Sunday 5 July 2015

Marie Antoinette’s ‘Minister of Fashion’, Rose Bertin

Petit TrianonRose Bertin, who designed most of the queen’s clothes, was probably the first fashion designer. Born in 1747, Jeanne-Marie Bertin came from a peasant family in Picardie, France. As her family was very poor, she started her apprenticeship in fashion at the tender age of 12. She worked at Mademoiselle Pagelles shop, the Trait Galant, as a delivery girl. Talented http://www.debeers.com/ and ambitious, Bertin made her own way in the fashion world very quickly.

Bertin soon opened her http://ift.tt/1H7r0nC own shop, the Grand Mogol, in the prestigious Rue St. Honore. Here her designs caught the attention of many aristocrats. These included the Duchess of Chartres who introduced her to the relatively new young queen, Marie Antoinette. Marie Antoinette, who was supposed to promote French fashion, was extremely impressed and soon became Bertins main client. Bertin also dressed other European queens, including the Queen of Sweden and Russian aristocrats, such as Grand Duchess Marie Feodorovna.

Rose Bertin, Couturier to Marie Antoinette

Soon the talented designer was visiting her queen twice a week with ideas for new designs. She made morning, afternoon, and evening dresses for the queen. One of her famous designs was the dress a la Suzanne. This consisted of a dress with a tight bodice, a fichu, and a white skirt with an apron. It was inspired by the play, The Marriage of Figaro. Bertin also designed the loose muslin dresses which Marie Antoinette used to wear at the Petit Trianon. She was also renowned for her fabulous hat designs with feathers and poufs, or high hairstyles.

Nicknamed the Minister of Fashion, Bertin had 40 employees by 1776. She was also the head of the guild of the marchandes de modes, or fashion merchants. She made most of the 150 dresses, which this post Marie Antoinette bought each year. She was making a fortune from Marie Antoinette and her other aristocratic clients.

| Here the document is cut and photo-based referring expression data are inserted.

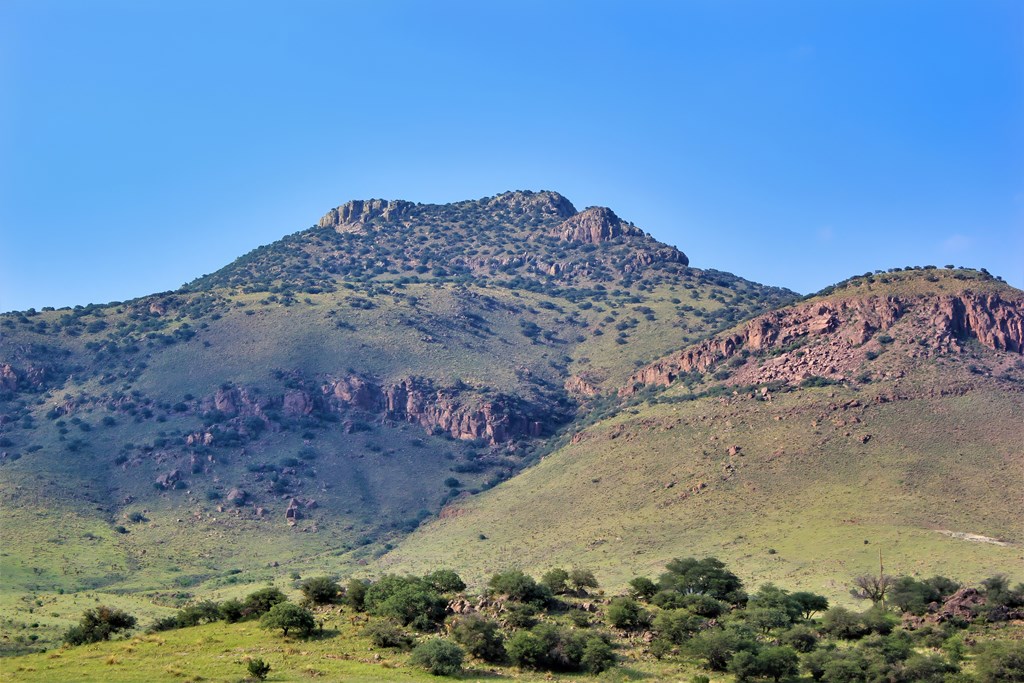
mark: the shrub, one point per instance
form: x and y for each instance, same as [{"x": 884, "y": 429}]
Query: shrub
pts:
[
  {"x": 1000, "y": 662},
  {"x": 260, "y": 602},
  {"x": 481, "y": 637},
  {"x": 440, "y": 657},
  {"x": 98, "y": 624},
  {"x": 556, "y": 581},
  {"x": 518, "y": 586},
  {"x": 387, "y": 634},
  {"x": 288, "y": 616},
  {"x": 258, "y": 669},
  {"x": 321, "y": 590},
  {"x": 444, "y": 581},
  {"x": 625, "y": 612}
]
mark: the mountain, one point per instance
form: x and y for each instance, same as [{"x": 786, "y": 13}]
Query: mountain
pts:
[
  {"x": 878, "y": 420},
  {"x": 316, "y": 399}
]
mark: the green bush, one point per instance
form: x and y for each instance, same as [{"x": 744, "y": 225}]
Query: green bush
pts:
[
  {"x": 481, "y": 637},
  {"x": 289, "y": 616},
  {"x": 387, "y": 634},
  {"x": 321, "y": 590},
  {"x": 625, "y": 612},
  {"x": 98, "y": 624},
  {"x": 440, "y": 657}
]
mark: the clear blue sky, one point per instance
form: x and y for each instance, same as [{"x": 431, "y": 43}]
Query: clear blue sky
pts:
[{"x": 143, "y": 143}]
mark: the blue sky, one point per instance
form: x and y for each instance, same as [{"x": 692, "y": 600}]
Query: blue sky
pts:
[{"x": 144, "y": 143}]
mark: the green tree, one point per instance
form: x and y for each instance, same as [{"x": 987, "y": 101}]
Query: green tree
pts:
[
  {"x": 98, "y": 624},
  {"x": 355, "y": 594},
  {"x": 1000, "y": 663},
  {"x": 677, "y": 626},
  {"x": 809, "y": 603},
  {"x": 518, "y": 586},
  {"x": 321, "y": 590},
  {"x": 597, "y": 655},
  {"x": 258, "y": 669},
  {"x": 439, "y": 656},
  {"x": 260, "y": 602},
  {"x": 708, "y": 577},
  {"x": 481, "y": 637},
  {"x": 387, "y": 634},
  {"x": 288, "y": 616},
  {"x": 625, "y": 612},
  {"x": 444, "y": 581},
  {"x": 642, "y": 588},
  {"x": 582, "y": 580},
  {"x": 556, "y": 581}
]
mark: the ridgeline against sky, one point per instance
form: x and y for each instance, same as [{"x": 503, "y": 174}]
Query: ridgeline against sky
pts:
[{"x": 793, "y": 143}]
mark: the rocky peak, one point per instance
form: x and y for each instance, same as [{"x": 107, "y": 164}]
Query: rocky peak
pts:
[
  {"x": 833, "y": 336},
  {"x": 359, "y": 212},
  {"x": 525, "y": 202},
  {"x": 594, "y": 225}
]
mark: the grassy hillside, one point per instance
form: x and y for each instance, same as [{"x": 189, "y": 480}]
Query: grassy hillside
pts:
[
  {"x": 363, "y": 373},
  {"x": 910, "y": 446}
]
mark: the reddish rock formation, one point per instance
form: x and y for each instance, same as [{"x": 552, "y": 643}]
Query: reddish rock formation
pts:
[
  {"x": 595, "y": 225},
  {"x": 581, "y": 386},
  {"x": 844, "y": 325},
  {"x": 359, "y": 212}
]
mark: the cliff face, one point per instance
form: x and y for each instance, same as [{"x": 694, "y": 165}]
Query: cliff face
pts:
[
  {"x": 448, "y": 411},
  {"x": 830, "y": 335},
  {"x": 359, "y": 212},
  {"x": 459, "y": 413}
]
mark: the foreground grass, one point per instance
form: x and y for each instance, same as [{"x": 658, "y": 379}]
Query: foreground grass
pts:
[{"x": 219, "y": 652}]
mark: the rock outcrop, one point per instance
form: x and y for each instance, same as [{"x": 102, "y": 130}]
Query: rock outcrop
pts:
[
  {"x": 828, "y": 331},
  {"x": 359, "y": 212},
  {"x": 996, "y": 324},
  {"x": 445, "y": 411},
  {"x": 595, "y": 225},
  {"x": 527, "y": 203}
]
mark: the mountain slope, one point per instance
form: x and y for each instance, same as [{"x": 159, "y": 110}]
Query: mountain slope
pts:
[
  {"x": 883, "y": 416},
  {"x": 316, "y": 399}
]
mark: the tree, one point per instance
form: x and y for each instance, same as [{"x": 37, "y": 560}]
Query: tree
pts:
[
  {"x": 260, "y": 602},
  {"x": 518, "y": 586},
  {"x": 642, "y": 588},
  {"x": 677, "y": 626},
  {"x": 409, "y": 600},
  {"x": 481, "y": 637},
  {"x": 718, "y": 646},
  {"x": 708, "y": 577},
  {"x": 98, "y": 624},
  {"x": 439, "y": 656},
  {"x": 444, "y": 581},
  {"x": 556, "y": 580},
  {"x": 625, "y": 612},
  {"x": 841, "y": 623},
  {"x": 597, "y": 655},
  {"x": 258, "y": 669},
  {"x": 869, "y": 587},
  {"x": 288, "y": 615},
  {"x": 321, "y": 590},
  {"x": 582, "y": 579},
  {"x": 355, "y": 594},
  {"x": 809, "y": 603}
]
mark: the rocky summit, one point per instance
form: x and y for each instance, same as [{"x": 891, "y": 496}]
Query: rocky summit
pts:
[{"x": 504, "y": 381}]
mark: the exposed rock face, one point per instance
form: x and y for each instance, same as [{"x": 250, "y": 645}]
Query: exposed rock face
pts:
[
  {"x": 833, "y": 329},
  {"x": 417, "y": 401},
  {"x": 595, "y": 225},
  {"x": 521, "y": 203},
  {"x": 8, "y": 378},
  {"x": 359, "y": 212},
  {"x": 996, "y": 324},
  {"x": 582, "y": 386}
]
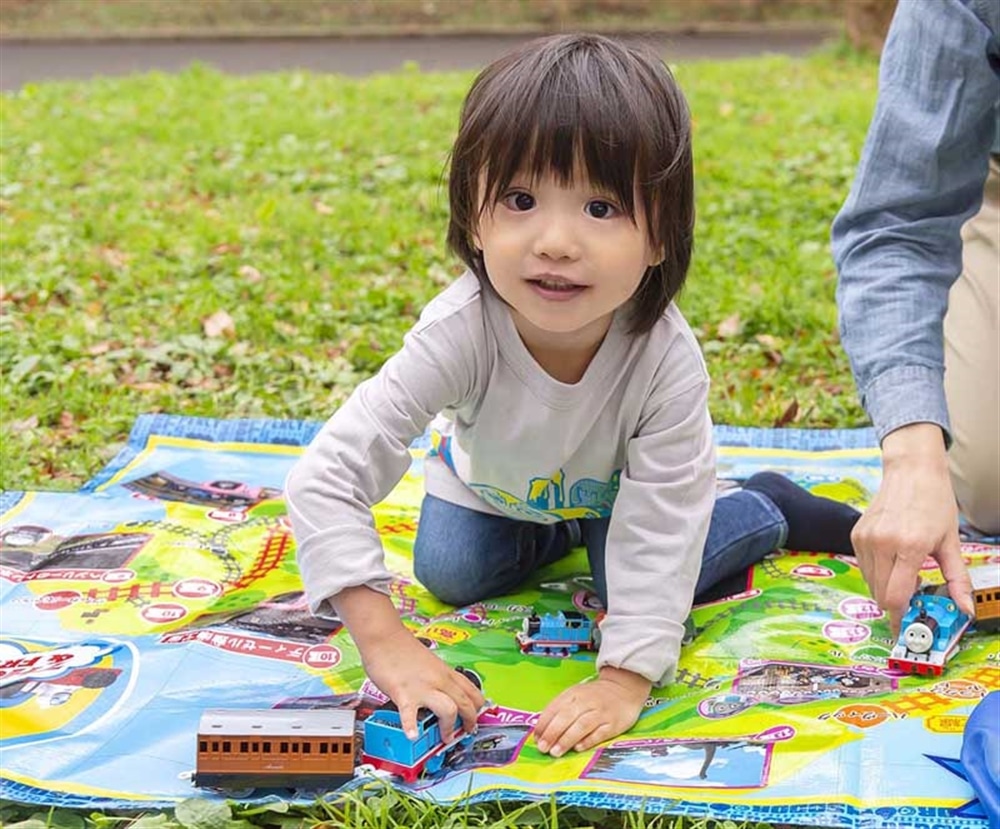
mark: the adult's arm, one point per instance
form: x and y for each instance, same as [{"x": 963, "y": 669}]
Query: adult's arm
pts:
[{"x": 896, "y": 241}]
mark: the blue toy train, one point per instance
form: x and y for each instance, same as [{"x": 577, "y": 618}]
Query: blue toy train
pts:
[
  {"x": 387, "y": 747},
  {"x": 928, "y": 635},
  {"x": 558, "y": 634}
]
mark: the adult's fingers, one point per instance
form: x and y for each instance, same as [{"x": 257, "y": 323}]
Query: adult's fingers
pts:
[
  {"x": 900, "y": 587},
  {"x": 957, "y": 577}
]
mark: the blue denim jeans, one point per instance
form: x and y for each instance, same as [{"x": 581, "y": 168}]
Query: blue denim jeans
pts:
[{"x": 464, "y": 556}]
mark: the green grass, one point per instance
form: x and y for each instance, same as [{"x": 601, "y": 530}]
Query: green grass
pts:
[
  {"x": 116, "y": 18},
  {"x": 310, "y": 210},
  {"x": 382, "y": 809}
]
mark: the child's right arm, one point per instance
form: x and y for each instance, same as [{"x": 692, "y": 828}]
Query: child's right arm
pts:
[
  {"x": 352, "y": 464},
  {"x": 411, "y": 675}
]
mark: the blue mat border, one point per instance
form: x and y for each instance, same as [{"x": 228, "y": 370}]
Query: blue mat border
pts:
[{"x": 301, "y": 432}]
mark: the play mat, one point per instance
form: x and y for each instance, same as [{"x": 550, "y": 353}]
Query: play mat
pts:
[{"x": 168, "y": 585}]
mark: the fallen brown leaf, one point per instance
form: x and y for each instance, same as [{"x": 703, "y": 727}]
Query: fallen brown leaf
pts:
[{"x": 219, "y": 324}]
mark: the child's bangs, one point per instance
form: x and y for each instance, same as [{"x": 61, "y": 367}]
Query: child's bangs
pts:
[{"x": 568, "y": 132}]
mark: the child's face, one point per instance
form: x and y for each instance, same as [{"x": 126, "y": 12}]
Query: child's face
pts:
[{"x": 564, "y": 257}]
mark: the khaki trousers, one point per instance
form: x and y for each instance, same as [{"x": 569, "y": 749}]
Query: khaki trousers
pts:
[{"x": 972, "y": 365}]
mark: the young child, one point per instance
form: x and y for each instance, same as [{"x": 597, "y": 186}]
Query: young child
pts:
[{"x": 567, "y": 394}]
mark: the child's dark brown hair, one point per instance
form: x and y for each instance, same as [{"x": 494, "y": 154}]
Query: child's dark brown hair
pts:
[{"x": 562, "y": 104}]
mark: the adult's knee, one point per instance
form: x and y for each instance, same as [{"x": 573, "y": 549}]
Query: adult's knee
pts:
[{"x": 979, "y": 502}]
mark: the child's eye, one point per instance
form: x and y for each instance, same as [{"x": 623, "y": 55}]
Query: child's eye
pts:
[
  {"x": 519, "y": 200},
  {"x": 600, "y": 209}
]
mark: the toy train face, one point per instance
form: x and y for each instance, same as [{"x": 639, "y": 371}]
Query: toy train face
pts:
[
  {"x": 557, "y": 634},
  {"x": 274, "y": 748},
  {"x": 386, "y": 746},
  {"x": 929, "y": 635}
]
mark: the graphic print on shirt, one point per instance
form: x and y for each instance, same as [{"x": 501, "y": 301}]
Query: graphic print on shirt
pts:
[{"x": 546, "y": 499}]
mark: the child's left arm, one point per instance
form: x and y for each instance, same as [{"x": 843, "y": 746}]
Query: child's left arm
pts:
[{"x": 654, "y": 549}]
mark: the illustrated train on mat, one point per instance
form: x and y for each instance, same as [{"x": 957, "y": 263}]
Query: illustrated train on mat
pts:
[{"x": 295, "y": 745}]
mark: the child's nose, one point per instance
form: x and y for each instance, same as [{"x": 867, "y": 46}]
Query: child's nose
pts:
[{"x": 557, "y": 239}]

Bertin became hated by much of the aristocracy who regarded her as an arrogant upstart from a check this out poor background and by her jealous rivals. She had a large ego and managed to insult many people. For example, she snubbed an aristocrat who wanted new fashions by telling her that she would show her the Queens last orders. Bertin also spat at a rival, Madame Picot, who immediately sued her. The revolutionaries also hated her because they blamed her for encouraging the Queens extravagance and because of her other aristocratic clients who indulged themselves while much of the country suffered from poverty and lack of food. This was mainly because France had spent too much money helping the Americans fight the American Revolution but the revolutionaries failed to understand this.

The famous dress designer managed to flee from the French Revolution in 1792. She continued her illustrious career in Brussels, Frankfurt, and London. Eventually she returned to Paris but many of her former clients had been killed on the scaffold and she failed to return to her former glory. She lived at her country home and died in 1813.

SourcesSteele, Valerie, Ed. The Berg Companion to Fashion, Berg, New York, 2010.Steele, Valerie, Paris Fashion, A Cultural History, Berg, New York, 1998.Woodhead, Lindy, Shopping, Seduction, and Mr Selfridge, Profile Books, 2007.Titillating Tidbits About the Life and Times of Marie Antoinette: Rose Bertin: The Queen’s Modiste

http://ift.tt/1KHvzGn

The post Marie Antoinette’s ‘Minister of Fashion’, Rose Bertin appeared first on Stop Choppers.